The talks, known as COP28, are the 28th time that countries will try to reduce greenhouse gas pollution while the problem grows – greenhouse gas pollution is now about 50 percent higher than it was 28 years ago.
This has been taking place eight years after the signing of the Paris Agreement, a climate accord that raised hopes for humanity’s ability to dream of a better future together. The signatures on that document represented a commitment to protecting the Earth, our common home, for the benefit of all.
With this in mind, it is a surprising fact that the phrase “fossil fuels” is not mentioned anywhere in the Paris Agreement. This seems like a puzzling oversight, given that there is no question that fossil fuels are a signficant factor in driving the climate crisis. Reducing the impact of fossil fuels is the only way to prevent the worst of the hunger, sickness, conflict and forced migration that climate change brings.
As countries try once again to turn the arc of greenhouse gas pollution downward, they should look to an unexpected source of inspiration. For many years now, leaders in the faith community have been speaking out about the climate crisis and making the difficult decisions needed to implement real solutions.

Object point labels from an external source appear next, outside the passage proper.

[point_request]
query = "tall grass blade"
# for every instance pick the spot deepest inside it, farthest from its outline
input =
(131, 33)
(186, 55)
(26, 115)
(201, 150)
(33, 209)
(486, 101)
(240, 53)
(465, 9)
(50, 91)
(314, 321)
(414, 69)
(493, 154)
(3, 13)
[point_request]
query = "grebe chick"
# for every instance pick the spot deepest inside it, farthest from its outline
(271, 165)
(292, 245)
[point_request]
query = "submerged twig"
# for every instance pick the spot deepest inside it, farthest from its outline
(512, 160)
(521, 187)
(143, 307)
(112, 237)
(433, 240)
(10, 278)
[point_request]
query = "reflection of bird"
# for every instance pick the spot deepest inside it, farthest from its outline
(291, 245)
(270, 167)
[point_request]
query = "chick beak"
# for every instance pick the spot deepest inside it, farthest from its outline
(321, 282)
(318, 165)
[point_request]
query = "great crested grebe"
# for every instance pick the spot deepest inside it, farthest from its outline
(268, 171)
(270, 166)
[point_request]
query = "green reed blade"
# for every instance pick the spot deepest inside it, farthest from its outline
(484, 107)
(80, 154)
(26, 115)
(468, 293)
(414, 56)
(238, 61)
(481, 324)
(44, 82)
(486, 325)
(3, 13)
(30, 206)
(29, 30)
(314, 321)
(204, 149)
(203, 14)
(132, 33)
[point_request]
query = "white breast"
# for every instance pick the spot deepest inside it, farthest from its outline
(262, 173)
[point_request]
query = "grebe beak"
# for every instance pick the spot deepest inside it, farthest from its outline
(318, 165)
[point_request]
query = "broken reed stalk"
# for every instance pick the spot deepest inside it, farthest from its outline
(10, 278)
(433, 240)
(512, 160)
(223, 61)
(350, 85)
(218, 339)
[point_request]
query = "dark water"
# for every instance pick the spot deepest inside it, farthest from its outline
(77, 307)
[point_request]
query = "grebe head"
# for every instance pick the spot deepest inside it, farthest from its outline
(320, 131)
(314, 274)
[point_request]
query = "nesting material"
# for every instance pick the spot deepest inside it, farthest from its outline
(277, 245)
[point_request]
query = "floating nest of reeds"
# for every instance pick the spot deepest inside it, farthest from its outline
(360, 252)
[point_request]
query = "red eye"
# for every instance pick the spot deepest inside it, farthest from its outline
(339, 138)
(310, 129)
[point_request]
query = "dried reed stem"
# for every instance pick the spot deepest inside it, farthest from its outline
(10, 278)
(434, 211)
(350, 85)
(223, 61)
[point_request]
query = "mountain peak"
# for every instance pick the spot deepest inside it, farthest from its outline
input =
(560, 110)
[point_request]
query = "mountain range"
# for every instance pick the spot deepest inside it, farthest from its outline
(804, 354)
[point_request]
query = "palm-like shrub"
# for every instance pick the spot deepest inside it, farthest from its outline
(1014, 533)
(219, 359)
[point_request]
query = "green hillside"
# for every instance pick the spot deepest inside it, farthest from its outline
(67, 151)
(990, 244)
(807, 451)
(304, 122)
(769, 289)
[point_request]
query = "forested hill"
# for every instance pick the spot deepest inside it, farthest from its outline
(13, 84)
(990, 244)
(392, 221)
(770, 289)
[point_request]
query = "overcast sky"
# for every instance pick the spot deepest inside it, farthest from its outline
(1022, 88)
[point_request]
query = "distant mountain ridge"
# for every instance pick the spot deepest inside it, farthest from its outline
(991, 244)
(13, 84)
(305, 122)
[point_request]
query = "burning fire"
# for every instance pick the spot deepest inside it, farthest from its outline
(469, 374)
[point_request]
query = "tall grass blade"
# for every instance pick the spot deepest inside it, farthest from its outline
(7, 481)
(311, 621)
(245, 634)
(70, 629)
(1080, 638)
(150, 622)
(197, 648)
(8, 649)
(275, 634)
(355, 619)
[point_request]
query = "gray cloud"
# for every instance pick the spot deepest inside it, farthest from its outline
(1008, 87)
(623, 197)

Pope Francis recently released a high-level statement on the climate crisis, saying “the necessary transition towards clean energy sources such as wind and solar energy, and the abandonment of fossil fuels, is not progressing at the necessary speed.”
Through the Vatican’s sustainability program, over 8,000 institutions and individuals have committed to creating comprehensive plans for action, including making the switch to clean energy. In response to both guidance from Rome and decades of Catholic teaching on climate change, more than 350 Catholic institutions have divested from fossil fuels, making the hard decision to align their financial practices with their values.
Ambitious action is being taken by Catholics in the United States. Dominican Sisters have invested $46 million in a Climate Solutions Fund to support projects in sustainability. A nationwide effort to install solar panels on Catholic facilities has resulted in clean energy powering parishes.
Beyond the Catholic faith, Muslims are embracing clean energy and have issued a prohibition against investments in fossil fuels. Synagogues are installing solar panels and Jewish leaders are developing climate action plans.
Each of these decisions involved months or even years, of deliberation, including challenging conversations with community members, financial advisors and facilities managers. Yet despite the challenges, faith leaders didn’t let the challenges stop them because they know that the urgent need to protect our brothers and sisters from the climate crisis is imperative.
National leaders face far more complex challenges but the science remains the same. Either we stop climate change, or climate change will stop us. Now is the time for action.